VIPER will scout the lunar South Pole to search for ice and other potential resources to help enable long-term human exploration of the Moon and other parts of deep space. The lunar rover is part of NASA’s Artemis missions, which will return astronauts to the Moon and land the first woman and first person of color on the lunar surface. 


“It’s one thing to see a picture of NASA’s VIPER, and it’s another to have an exact, life-size replica right in front of you,” said Joel Hernandez, supervisor and engineering technician for the Advanced Metals and Composites Development Branch at Ames, where the rover model was built. “The making of this first VIPER model took our creative and meticulous team of 12 more than 1,300 hours to design and fabricate. We’re already working on two more models.” 


The VIPER ceremony will include remarks from NASA Ames Center Director Eugene Tu, VIPER lead missions system engineer Ryan Vaughan, and the director of NASA’s California Office of STEM Engagement Joeletta Patrick. Media will have an opportunity to interview subject matter experts following remarks. 


The NASA Artemis Preview Weekend at Chabot will feature exhibits, hands-on activities, and Ames employees that have contributed to the Artemis lunar missions.

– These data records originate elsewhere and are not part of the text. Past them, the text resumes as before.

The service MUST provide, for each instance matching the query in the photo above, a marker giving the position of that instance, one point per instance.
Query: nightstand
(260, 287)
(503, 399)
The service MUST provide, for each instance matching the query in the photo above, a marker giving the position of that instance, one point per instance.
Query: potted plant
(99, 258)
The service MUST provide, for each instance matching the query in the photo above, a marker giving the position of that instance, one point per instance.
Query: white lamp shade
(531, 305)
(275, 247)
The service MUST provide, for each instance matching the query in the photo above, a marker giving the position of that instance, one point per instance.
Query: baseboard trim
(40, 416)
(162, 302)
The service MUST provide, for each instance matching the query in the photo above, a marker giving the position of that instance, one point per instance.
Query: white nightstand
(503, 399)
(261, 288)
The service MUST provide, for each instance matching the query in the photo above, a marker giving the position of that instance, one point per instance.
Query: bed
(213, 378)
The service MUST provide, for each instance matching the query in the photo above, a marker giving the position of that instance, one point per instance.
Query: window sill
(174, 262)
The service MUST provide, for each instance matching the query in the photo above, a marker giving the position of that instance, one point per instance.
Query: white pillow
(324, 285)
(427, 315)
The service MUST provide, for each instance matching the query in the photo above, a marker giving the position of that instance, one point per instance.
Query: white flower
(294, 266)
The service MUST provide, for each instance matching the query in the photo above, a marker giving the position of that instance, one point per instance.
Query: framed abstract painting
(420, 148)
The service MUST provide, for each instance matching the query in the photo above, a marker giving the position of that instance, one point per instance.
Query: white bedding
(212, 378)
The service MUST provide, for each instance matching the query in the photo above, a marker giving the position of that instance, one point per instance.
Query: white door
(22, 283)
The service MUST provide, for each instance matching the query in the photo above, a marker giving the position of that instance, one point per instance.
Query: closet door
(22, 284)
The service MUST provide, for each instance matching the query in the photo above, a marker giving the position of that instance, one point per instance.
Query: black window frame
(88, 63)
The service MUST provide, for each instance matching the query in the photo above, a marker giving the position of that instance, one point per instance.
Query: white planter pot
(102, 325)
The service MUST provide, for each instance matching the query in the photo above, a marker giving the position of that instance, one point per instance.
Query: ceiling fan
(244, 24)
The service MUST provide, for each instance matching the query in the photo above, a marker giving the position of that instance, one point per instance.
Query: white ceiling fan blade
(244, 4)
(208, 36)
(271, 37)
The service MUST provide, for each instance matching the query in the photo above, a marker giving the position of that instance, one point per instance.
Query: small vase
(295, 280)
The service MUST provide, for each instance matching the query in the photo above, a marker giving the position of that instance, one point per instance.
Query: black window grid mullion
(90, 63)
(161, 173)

Media interested in participating must RSVP by 10 a.m. Friday, May 27 to 


The VIPER mission is managed by Ames and is scheduled to be delivered to the Moon in late 2023 by Astrobotic’s Griffin lander as part of the Commercial Lunar Payload Services initiative. Construction of the rover will begin in late 2022 at NASA’s Johnson Space Center in Houston, while the rover flight software and navigation system design will take place at Ames. Astrobotic will receive the complete rover with its scientific instruments in mid-2023 in preparation for launch later that year.